MMATR: A lightweight approach for Multimodal Sentiment Analysis based on tensor methods
Panagiotis Koromilas (University of Athens); Mihalis A Nicolaou (The Cyprus Institute); Theodoros Giannakopoulos (NCSR Demokritos); Yannis Panagakis (University of Athens)
-
SPS
IEEE Members: $11.00
Non-members: $15.00
Despite the considerable research output on Multimodal Learning for Affect-related tasks, most of the current methods are very complex in terms of the number of trainable parameters, and thus do not constitute effective solutions for real-life applications.

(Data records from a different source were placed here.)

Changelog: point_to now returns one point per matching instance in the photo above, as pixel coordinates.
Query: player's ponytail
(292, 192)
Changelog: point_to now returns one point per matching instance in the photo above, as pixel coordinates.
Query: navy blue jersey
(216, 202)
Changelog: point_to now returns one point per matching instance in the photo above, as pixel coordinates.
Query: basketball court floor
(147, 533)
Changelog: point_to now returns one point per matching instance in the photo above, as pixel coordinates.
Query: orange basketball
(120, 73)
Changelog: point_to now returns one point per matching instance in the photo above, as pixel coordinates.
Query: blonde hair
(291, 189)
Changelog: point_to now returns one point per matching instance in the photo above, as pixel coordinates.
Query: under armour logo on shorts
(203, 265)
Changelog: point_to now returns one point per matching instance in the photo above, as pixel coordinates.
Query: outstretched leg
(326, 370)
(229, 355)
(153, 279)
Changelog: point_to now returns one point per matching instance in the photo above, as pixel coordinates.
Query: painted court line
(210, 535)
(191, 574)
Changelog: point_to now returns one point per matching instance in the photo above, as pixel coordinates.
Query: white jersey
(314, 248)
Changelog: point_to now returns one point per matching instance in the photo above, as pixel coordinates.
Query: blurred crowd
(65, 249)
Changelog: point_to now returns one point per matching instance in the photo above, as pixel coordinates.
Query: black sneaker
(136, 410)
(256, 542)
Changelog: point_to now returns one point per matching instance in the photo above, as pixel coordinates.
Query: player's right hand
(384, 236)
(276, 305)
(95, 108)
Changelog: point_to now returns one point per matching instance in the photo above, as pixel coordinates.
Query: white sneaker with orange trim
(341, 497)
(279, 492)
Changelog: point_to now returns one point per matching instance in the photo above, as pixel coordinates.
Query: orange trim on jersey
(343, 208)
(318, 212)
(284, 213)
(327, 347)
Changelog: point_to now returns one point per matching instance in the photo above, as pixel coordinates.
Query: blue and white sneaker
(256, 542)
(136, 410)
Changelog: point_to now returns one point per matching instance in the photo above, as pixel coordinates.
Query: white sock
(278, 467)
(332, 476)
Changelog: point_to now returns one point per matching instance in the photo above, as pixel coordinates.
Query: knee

In this work we try to alleviate this gap in the literature by introducing the Multimodal Attention Tensor Regression (MMATR) network, a lightweight model that is based on: (i) a static input representation (2D matrix of dimensions time $\times$ features) for each modality, which helps to avoid high-parameterized sequential models by incorporating a CNN, (ii) the replacement of the usual pooling and flattening operations as well as the linear layers by tensor contraction and tensor regression layers that are able to reduce the number of parameters, while keeping the high-order structure of the multimodal data, and (iii) a bimodal attention layer that learns multimodal co-occurrences. By a set of experiments comparing with a variety of state-of-the-art techniques, we show that the proposed MMATR can achieve results competitive to the state-of-the-art in the task of Multimodal Sentiment Analysis, albeit having four orders of magnitude fewer parameters.